According to Wright, when Bobby arrived at the mechanic shop that night, Fielding jumped out from behind a car and shot Bobby in the chest with a shotgun in a premeditated plot.
“They had taken two vehicles so they could ditch Bobby’s Suburban, and then, ironically, Michael’s car ran out of gas. They got spooked, so they both jumped into Bobby’s vehicle and found the next bridge to dump the body," explained Casey Miller of the Dallas Observer.
Wright led police to Bobby’s body, which Fielding allegedly threw over the bridge into a creek below, before abandoning the SUV nearby with the keys inside.
Wright also spilled details about the motive: Patricia and Fielding had been involved in an affair since November, meeting up in local motels. When Bobby discovered the affair in February, he followed his wife to a rendezvous and a fistfight with Fielding ensued. Bobby had filed for divorce and Patricia, fearing he would take her children away, swore to him that the affair was over.
“Bobby gave in and did go back, and that was just before the murder,” said Suriano.
Patricia not only denied the affair to police but insisted the bond with her husband had been stronger than ever — but police weren’t buying it.
However, Fielding ultimately confessed to the murder, but not before labeling Patricia and her grandmother, Dorothy Bingham, as the masterminds, from hatching the murder plan to cleaning up the crime scene (though Fielding said he didn’t witness that). He also claimed Dorothy gave him a box of rubber gloves to use in the murder and that she was present when he agreed to kill Bobby.
“Fielding said Patricia told him she didn’t want to be with Bobby anymore, she couldn’t take it anymore, but she couldn’t divorce him because he would get the kids," said Elmer Beckworth, Cherokee County District Attorney, on Snapped.

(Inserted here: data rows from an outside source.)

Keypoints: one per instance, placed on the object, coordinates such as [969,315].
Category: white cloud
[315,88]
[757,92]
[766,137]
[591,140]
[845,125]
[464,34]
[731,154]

Investigators believe she also had her eyes on a disability claim with a large payout in the event of Bobby’s death. She allegedly threatened to end the affair with the lovestruck Fielding, if he didn't go through with the murder.
More information soon came out from another unrelated arrest. Patricia’s mother, Linda, was arrested on narcotics charges around that time and wanted to strike a deal: She would reveal details about Patricia and Dorothy’s involvement in the murder if the police talked to the district attorney about lessening her charges.
They agreed, and Patricia and Dorothy were arrested in August 1998 and charged with the full force of the law: capital murder.
Ultimately, the jury returned a lesser verdict of murder against Patricia, and she was sentenced to life in prison, escaping the death penalty, in 1999.
When alleged murder accomplice Wright died in the months leading up to the trial, the police lost their key witness against Fielding, who plea-bargained for 35 years in prison.
In a separate trial, Patricia's grandmother, Dorothy, was found guilty of engaging in organized criminal activity and murder and served less than three years of a 30-year sentence due to a court of appeals finding insufficient corroborating evidence.
Though Patricia maintains her innocence to this day, Suriano told Snapped: Killer Couples he still considers her and her grandmother Dorothy the “ringleaders.”
Linda was the star witness against her mother and daughter during the trial.
“I’m not lying for nobody,” she told Snapped: Killer Couples. "My mother always said as long as everybody tells the truth, everything is gonna be all right. Exactly what everybody did, and it wasn’t all right.”